COVID-19 has become the main threat to people's lives all over the world. It also disrupts both business and social activities. Economic depression is another problem that all people are involved in, regardless of affected or nonaffected. In the absence of a vaccine and definite cure, the only remedy is that stop spreading the viruses. Largescale quarantine is not a good solution because of serious, perhaps irreparable consequences in long term including a downturn and social problem. The best policy which minimizes economical damage is to isolate the infected people. So, COVID-19 testing is the primary step to isolate infected people. This testing must be fast enough to cover most people in a short time and consequently isolate the right individuals before time passed. There are mainly two types of test that can detect COVID-19 in individuals: 1) Serological tests, which study the presence of antibodies in the blood of individuals, and 2) The Swap test, which takes material from the cavity between nose and mouth and looks for RNA of an alive virus. Although the serological test has its advantages, the swap test is extremely recommended by the Center for Disease Control and Prevention (CDC) [1] . This class of tests uses Real-Time Polymerase Chain Reaction (RT-PCR) for detecting COVID-19. This method is based on selective DNA strands amplification in each cycle which can make the result in a shorter time and conservation of reagent and testing kits.

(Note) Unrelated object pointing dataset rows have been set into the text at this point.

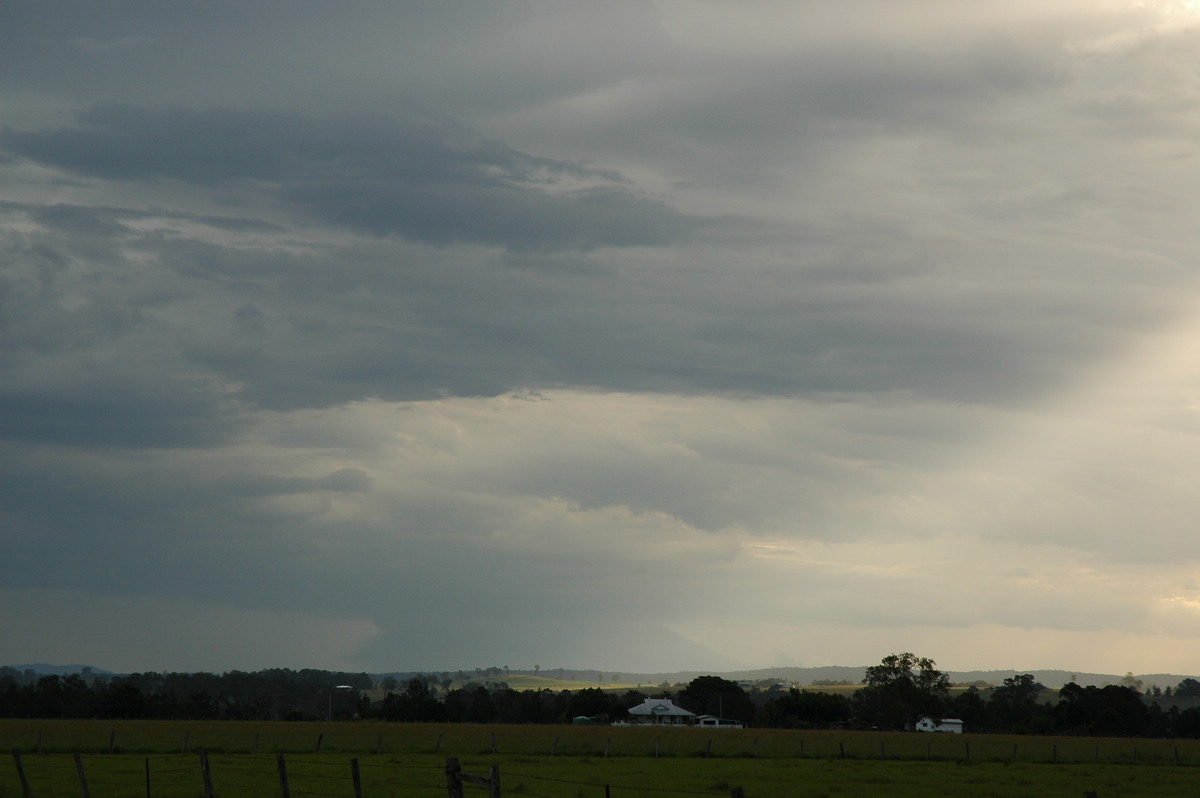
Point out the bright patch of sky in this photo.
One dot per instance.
(633, 336)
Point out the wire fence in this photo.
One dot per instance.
(103, 775)
(163, 738)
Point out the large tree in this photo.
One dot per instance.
(899, 690)
(712, 695)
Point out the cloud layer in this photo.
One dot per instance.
(646, 336)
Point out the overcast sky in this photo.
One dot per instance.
(636, 336)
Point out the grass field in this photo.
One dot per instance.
(576, 762)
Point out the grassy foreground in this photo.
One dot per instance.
(571, 762)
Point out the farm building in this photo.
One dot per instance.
(945, 726)
(713, 721)
(660, 711)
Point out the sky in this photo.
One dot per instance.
(637, 336)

Additionally, increasing the range of detection makes it suitable techniques to detect COVID-19. The RT-PCR is done typically in 40 cycles, and in each cycle, three major steps are performed [2] :

High temperature (typically 95°C, the maximum temperature that DNA can withstand) incubation is used to "melt" double-strand DNA to the single stand.

During annealing, the temperature is reduced (usually 5°C below the first step) to let the complementary sequence hybridize.

At 70-72°C, the optimal activity of DNA polymerase is achieved and primer extension occurs.

It is expected to take 8 hours to complete the RT-PCR test for each individual. This is a long time that extremely limits the number of individual testing per day.

Although the RT-PCR test is recognized as the golden standard for determining COVID-19 status in individuals [3] , but it's time-consuming is the critical challenge. It may cause to diagnose from chest CT image as an alternative way [4] .

One of the usual methods to mitigate this limitation is group testing [5] . Group testing is an old technique introduced by Dorfman in 1943. In the group testing, people are grouping and testing is done on the pooled sample.

If the result is negative, it means all group members are disease-free; otherwise, the test must be performed for each group member separately. Although it has advantages compared to sampling techniques (i.e. no data loss), it has two important restrictions: The output of the group testing is a binary value. In other words, it just determines disease affection or non-affection. This is inefficient in the case of COVID-19 where the viral load (i.e. virus concentration) is important to determine the COVD-19 severity among patients [6] and also to study about the antibody response [7] .

The other drawback of group testing is its dependency on the size of groups. Increasing the group size increases the number of required test and fades the efficiency of the group testing [5] . This is extremely critical in case of a large population (e.g. testing .

From the last decade, Compressive sensing (CS) has been a popular technique in signal processing related fields.

The key advantage of CS over traditional sampling is the extremely lower sampling rate required for the signal recovery. CS has two main phases: signal sampling and signal recovery. Contrary to the traditional sampling, the CS samples cannot directly be mapped to any specific data elements, but a linear combination of all data elements. In each CS sample, each individual's data have its own weight which is specified by the sampling matrix. In the recovery phase, the signal elements are recovered from CS samples. From the mathematical point of view, CS signal recovery is going to find a solution (i.e. the original signal) of the underdetermined system of equations that have an infinite number of solutions [8] . It is done by considering the signal's unique features (i.e. sparsity) among other solutions.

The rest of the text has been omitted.